If I’m allowed to pick just one SEO metric that’s most important out of all that I knew, then that would be the Page Title. Why ? Let me explain.
First, let me clarify what SEO Page Titles are. Page Titles are the long piece of text that’s displayed on the browser, not your post (on the content.)
Many people confuse the Post Title to Page Title, because most of the times both of them are the same. Not all the time. To explain that further, let’s go straight to the tips.
Tip No.1 : Make Post Titles and Page Titles different.
Typically, in most CMS’s including WordPress the Page Title is the same as Post Title and is auto generated. But there are several ways to make page titles different. In WordPress, you can get this done by using plugins. In other CMS’s you can custom code it to make sure that Page Titles are customizable. Ideally, Page Titles is meant for search engines, as this is the information a search engine visitor sees, when searching for information (and provided your site pops up). So the idea, is to make Page Titles and Post Titles, significantly different.
Tip No.2 : Make sure first part of Page Titles carries the vital search engine information.
If you split up the Page Title to two equal halves, the first part should carry the most vital information to search engines. Technically, this means that your primary keywords should appear here. For example. “Red Apples: Why you should buy them” is a better option than “Why should you buy Red Apples”.
Tip No.3 : Make sure there’s a call to action or at least your page title makes sense.
I’m sure you would’ve seen page titles like – “Red Apples, Brown Apples, Yellow Apples, Sweet Apples”. Many people make this mistake of putting together all the possible keywords they can think of on the same title. Little do they know that when a user sees their site information on a search engine result page, they get confused more than convinced. Imagine the user was searching for yellow apples, and there were two results. One had the above page title while another had something more that made sense like “Yellow Apples : Are they really better than Red Apples ?”. The user would surely trust the second result than the first, which more looks like spam.

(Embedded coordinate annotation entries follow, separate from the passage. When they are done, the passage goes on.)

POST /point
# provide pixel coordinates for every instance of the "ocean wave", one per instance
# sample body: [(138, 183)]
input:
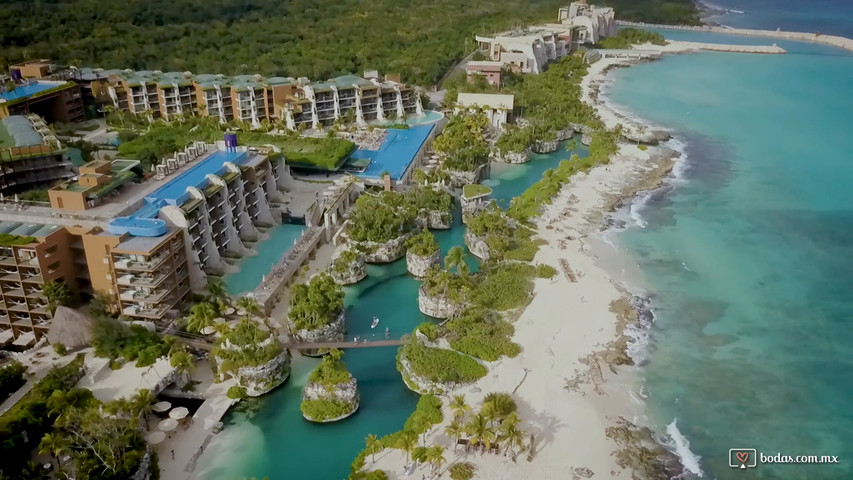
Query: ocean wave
[(680, 446)]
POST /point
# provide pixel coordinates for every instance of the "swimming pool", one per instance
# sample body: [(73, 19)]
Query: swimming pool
[(396, 153), (29, 90)]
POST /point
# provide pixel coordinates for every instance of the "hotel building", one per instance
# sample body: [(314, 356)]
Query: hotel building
[(298, 103), (30, 156), (593, 23)]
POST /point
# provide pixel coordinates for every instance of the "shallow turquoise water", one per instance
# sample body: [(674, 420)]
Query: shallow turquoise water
[(748, 257), (268, 437), (253, 268)]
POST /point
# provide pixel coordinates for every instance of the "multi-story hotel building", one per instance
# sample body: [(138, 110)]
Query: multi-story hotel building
[(298, 103), (30, 156)]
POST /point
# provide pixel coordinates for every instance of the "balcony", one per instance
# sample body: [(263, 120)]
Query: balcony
[(135, 265), (155, 313)]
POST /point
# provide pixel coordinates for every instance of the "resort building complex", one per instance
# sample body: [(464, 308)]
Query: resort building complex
[(298, 103), (497, 107), (30, 156), (529, 50), (593, 23)]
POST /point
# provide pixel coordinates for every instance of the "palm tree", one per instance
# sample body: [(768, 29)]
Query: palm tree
[(182, 361), (217, 292), (54, 444), (511, 435), (436, 456), (407, 443), (571, 146), (141, 404), (249, 305), (478, 428), (459, 407), (201, 315), (455, 431), (456, 258), (373, 446)]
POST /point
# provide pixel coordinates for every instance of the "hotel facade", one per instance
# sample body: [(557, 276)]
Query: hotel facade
[(252, 99)]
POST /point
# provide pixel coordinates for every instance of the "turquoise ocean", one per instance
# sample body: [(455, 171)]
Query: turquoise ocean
[(267, 437), (748, 252)]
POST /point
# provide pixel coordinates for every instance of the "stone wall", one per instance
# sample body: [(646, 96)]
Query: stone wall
[(477, 246), (386, 252), (263, 378), (418, 265), (437, 306), (354, 272), (333, 332), (513, 157), (343, 392), (545, 146)]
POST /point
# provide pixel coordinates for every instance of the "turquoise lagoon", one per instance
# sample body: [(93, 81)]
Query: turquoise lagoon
[(748, 255), (267, 437)]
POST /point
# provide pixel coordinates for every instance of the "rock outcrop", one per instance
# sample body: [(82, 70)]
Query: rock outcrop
[(264, 378), (418, 265), (343, 393), (477, 246), (334, 331), (348, 273), (437, 306), (545, 146), (386, 252), (513, 157)]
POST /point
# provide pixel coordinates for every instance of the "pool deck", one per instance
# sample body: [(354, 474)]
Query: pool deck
[(396, 153)]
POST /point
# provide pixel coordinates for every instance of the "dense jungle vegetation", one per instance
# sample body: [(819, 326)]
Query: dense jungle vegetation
[(419, 39)]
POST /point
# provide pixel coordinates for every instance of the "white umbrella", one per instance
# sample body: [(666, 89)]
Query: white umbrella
[(179, 413), (155, 437), (168, 424)]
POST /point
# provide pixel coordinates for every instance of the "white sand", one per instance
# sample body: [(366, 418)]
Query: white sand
[(565, 322)]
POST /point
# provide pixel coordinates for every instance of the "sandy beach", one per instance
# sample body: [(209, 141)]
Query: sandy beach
[(565, 383)]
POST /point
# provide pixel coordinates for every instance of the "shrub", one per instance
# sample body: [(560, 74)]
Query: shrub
[(317, 303), (422, 244), (545, 271), (441, 365), (236, 392), (430, 330)]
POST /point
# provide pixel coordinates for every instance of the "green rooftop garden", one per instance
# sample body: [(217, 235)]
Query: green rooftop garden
[(8, 240)]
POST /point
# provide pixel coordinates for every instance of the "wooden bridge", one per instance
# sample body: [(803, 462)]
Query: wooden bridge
[(201, 342)]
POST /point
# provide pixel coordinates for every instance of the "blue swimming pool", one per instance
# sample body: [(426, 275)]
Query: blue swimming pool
[(396, 153), (24, 91)]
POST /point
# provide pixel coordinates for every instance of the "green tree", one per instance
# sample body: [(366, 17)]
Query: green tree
[(54, 444), (373, 445), (462, 471), (479, 430), (456, 259), (459, 407), (57, 294), (201, 316)]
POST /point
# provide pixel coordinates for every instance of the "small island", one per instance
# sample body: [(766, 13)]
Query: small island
[(253, 356), (422, 252), (331, 393), (348, 268), (317, 311)]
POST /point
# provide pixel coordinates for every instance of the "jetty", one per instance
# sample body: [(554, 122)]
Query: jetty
[(833, 40)]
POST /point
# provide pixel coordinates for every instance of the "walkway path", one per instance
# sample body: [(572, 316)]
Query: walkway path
[(833, 40)]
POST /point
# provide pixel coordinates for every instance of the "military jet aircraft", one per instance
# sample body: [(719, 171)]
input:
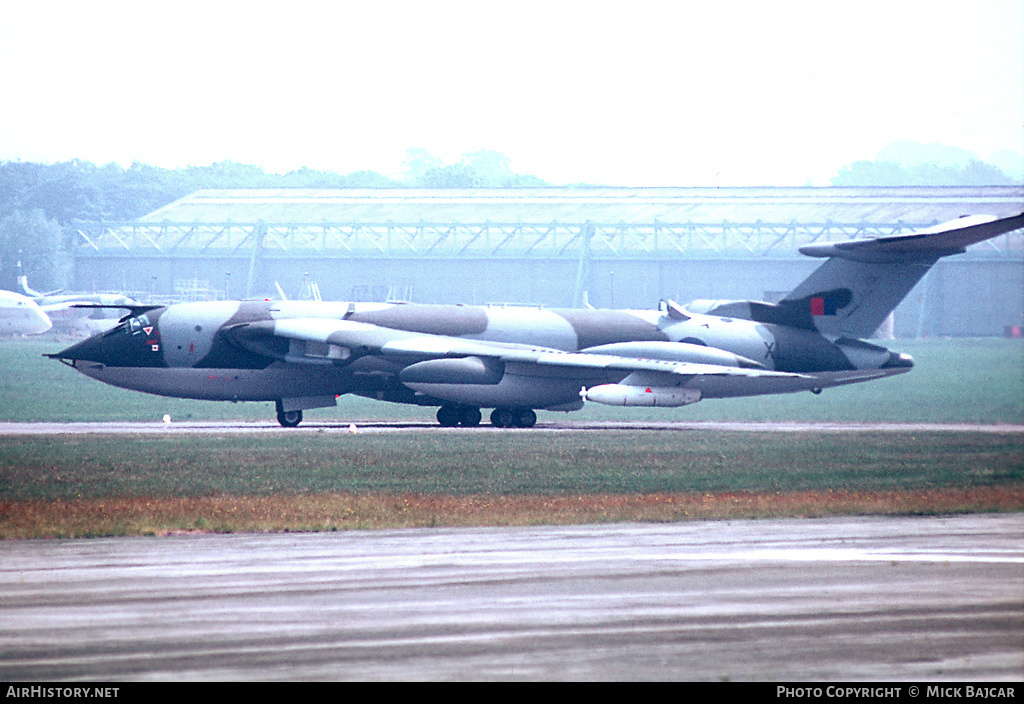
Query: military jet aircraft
[(69, 316), (303, 354)]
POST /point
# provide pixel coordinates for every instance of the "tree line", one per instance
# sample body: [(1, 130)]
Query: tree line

Tip No.4 : Do not use special characters on your page title.
Stuff like &, $, | etc. Some of them would display properly like |, but the problem is they won’t appear evenly on every browser. This will be more a waste of real estate and even sometimes result in truncated data, and have your page titles broken. Avoid.
Tip No.5 : Always fit your Page Titles to within 65 characters.
Not beyond it. There is no use stretching it beyond the limit, other than of course making it ugly. Google will truncate (may be the wrong word but..) anything beyond 65 characters and will only display the first 65 characters, including spaces. So, just like how you work hard for tweaking your tweets to 140 characters, tweak your page titles to make it fit to 65 characters.